To the south, beyond the glittering Golden Island, we spend a long, sunny day on Almonta Beach where the drifting Coffin Bay dunes form a monstrous, sandy backdrop. According to an Indigenous legend, ancestral tribesmen created the dunes in their efforts to stop a great fire raging on the ocean from spreading across the land. It’s a terrific story and one that always returns to mind when I’m crashing through the chilly, early-morning waves on the edge of Coffin Bay’s sea.
The Blue Lake
Every December for a few fleeting months, a stunning summertime shift mysteriously transforms Mount Gambier’s most impressive volcanic crater, turning it a brilliant, bold, cobalt blue. From April to October, this enormous water-filled maar is dull and steely grey, but as the weather warms up on South Australia’s Limestone Coast, micro-crystals of calcium carbonate form in the lake, scattering blue wavelengths from the summertime sun so that, to the human eye at least, the lake appears phenomenally turquoise blue.
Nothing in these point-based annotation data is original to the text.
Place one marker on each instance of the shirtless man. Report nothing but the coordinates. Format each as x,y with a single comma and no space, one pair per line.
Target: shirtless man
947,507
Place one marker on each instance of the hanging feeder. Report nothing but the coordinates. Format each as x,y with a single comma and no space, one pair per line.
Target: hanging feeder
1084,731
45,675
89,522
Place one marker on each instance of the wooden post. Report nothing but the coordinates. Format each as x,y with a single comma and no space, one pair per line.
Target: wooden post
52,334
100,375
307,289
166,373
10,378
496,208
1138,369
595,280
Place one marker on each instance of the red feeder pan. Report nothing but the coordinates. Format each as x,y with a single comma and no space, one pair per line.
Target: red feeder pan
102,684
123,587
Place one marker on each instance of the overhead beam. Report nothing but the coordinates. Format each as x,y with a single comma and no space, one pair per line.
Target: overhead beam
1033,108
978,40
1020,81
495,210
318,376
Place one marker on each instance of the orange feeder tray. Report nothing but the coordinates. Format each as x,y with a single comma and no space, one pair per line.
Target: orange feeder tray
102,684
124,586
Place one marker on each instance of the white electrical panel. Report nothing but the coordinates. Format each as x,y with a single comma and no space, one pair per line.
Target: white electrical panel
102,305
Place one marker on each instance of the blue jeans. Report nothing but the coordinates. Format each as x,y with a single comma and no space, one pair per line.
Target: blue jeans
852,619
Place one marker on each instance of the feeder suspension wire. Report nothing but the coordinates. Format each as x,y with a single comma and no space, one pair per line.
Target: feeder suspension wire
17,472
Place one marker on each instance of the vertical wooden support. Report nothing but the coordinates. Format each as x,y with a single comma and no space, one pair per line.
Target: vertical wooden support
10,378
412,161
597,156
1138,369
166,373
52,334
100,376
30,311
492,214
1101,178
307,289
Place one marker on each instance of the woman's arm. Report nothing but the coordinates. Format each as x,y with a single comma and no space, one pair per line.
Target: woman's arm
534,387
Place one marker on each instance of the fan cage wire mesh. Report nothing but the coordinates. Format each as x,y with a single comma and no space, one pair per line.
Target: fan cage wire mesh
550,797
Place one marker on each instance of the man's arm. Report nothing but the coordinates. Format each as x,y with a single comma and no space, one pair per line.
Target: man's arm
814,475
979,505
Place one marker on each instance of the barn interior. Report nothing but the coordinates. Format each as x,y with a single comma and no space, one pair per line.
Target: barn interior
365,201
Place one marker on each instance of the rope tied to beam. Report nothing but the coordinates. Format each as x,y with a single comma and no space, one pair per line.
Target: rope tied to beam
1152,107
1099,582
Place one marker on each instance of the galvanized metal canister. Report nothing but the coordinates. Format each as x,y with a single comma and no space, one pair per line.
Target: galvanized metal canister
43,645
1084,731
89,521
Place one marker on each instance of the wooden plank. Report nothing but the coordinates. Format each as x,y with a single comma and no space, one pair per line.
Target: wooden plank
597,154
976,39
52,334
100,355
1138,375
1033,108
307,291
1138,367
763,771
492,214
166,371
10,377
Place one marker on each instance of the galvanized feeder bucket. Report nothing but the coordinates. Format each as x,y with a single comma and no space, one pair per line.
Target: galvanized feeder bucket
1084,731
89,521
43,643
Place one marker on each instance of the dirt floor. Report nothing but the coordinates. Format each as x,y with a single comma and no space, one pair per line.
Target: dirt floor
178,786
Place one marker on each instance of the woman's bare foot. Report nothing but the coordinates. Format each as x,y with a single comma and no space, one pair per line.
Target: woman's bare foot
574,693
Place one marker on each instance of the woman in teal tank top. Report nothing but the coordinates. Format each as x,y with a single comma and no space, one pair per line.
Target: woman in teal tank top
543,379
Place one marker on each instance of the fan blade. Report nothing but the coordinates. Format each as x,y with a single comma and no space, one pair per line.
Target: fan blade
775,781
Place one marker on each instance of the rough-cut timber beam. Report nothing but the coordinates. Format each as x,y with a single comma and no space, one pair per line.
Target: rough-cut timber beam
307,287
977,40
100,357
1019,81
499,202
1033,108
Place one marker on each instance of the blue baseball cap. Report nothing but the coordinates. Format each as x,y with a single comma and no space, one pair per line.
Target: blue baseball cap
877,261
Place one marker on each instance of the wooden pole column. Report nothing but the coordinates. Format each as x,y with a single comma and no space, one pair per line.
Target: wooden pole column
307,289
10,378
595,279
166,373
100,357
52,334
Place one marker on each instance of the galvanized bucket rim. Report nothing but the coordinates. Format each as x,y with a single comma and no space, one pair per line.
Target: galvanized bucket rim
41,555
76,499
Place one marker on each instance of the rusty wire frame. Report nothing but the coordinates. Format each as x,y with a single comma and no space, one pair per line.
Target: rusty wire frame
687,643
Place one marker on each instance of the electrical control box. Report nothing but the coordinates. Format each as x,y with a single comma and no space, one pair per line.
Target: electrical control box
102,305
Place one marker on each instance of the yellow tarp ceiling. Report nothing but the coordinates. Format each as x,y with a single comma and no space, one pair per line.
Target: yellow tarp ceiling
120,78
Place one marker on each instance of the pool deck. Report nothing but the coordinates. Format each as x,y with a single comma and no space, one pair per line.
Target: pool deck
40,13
That’s the best theory to explain why it glows, and the spectacle is grand enough to draw quite a crowd. But in the early hours around sunrise, I find much-needed solitude along the 3.6km-long walking trail that loops a lofty path around the lake’s rim. I’m able to work up just enough of a pre-dawn sweat without taking my eyes off the view, and stop to stretch and marvel at every lookout as the rising sun returns the lake’s lustrous sapphire shimmer for the day.
There are guided tours with fascinating information to glean, but the Blue Lake speaks to me loud and clear, and I enjoy my exploring without the need to comprehend its depth or breath. It’s utterly enchanting and slightly out-of-this-world, and enough of an attraction to build a mini-break around.
A few days at Mount Gambier might be filled with a side trip to World Heritage-listed Naracoorte Caves for deep, dark underground adventures, or in pursuit of the perfect pinot noir, sampling at cellar doors from Haig Vineyard to Caroline Hills Winery. You could scuba dive the frigid freshwater Piccaninnie Ponds on the coast, or 4WD across massive sand dunes through remote Canunda National Park.
I head south to the Blue Lake’s less famous neighbour — the very dormant Mount Schank, which hasn’t huffed or puffed for around 4500 years. The easily tackled trek to Mount Schank fills an energetic morning, teetering along its steep-sided volcanic rim that falls breathlessly away to a vegetation-filled crater. This thrilling, intriguing wander is best tackled in the very early, very cool hours around sunrise before the summer heat begins to sting.
Inevitably though, the mysterious Blue Lake lures me back into town, and I take a bottle of pinot noir to the water’s enchanting edge. There, I salute the sun as it steals back from the Blue Lake its best shade of cobalt blue.
Studding Australia’s longest beach like a beautiful exclamation mark, The Granites tumble into the sea: six rocky orbs clustered photogenically at the far southern fringe of Coorong National Park. For 200km from Port Elliot to Cape Jaffna, the beach that wraps around Lacepede Bay is otherwise bereft of boulders, bar these magnificent domes that photographers love.
Every sunrise and sunset ignites The Granites, casting a golden glow over their stunning, tricoloured seascape, and luring travellers across the sandy coastal plains 17km north of Kingston SE just to witness the event that bookends each and every day.
Some set up camp in the car park nearby, others leave the beds of their beachfront B&Bs armed with fishing rods, beach toys and breakfast mugs of tea. There are plenty of places along this coastline to stroll and swim and ride the waves, but none so scenic as where this enigmatic convoy rolls out of the dunes and makes a break for the sea.
Close to the action, Kingston SE offers beachy rentals and lots of laid-back seafood dining options, and its iconic Big Lobster is an unmissable tourist site. But though The Granites’ gravelly camp might be nothing more than a place to park your campervan, it always draws me in for the chance to spend a sunset down on the sand, and tackle the short trip again at dawn to watch the first rays set The Granites on fire.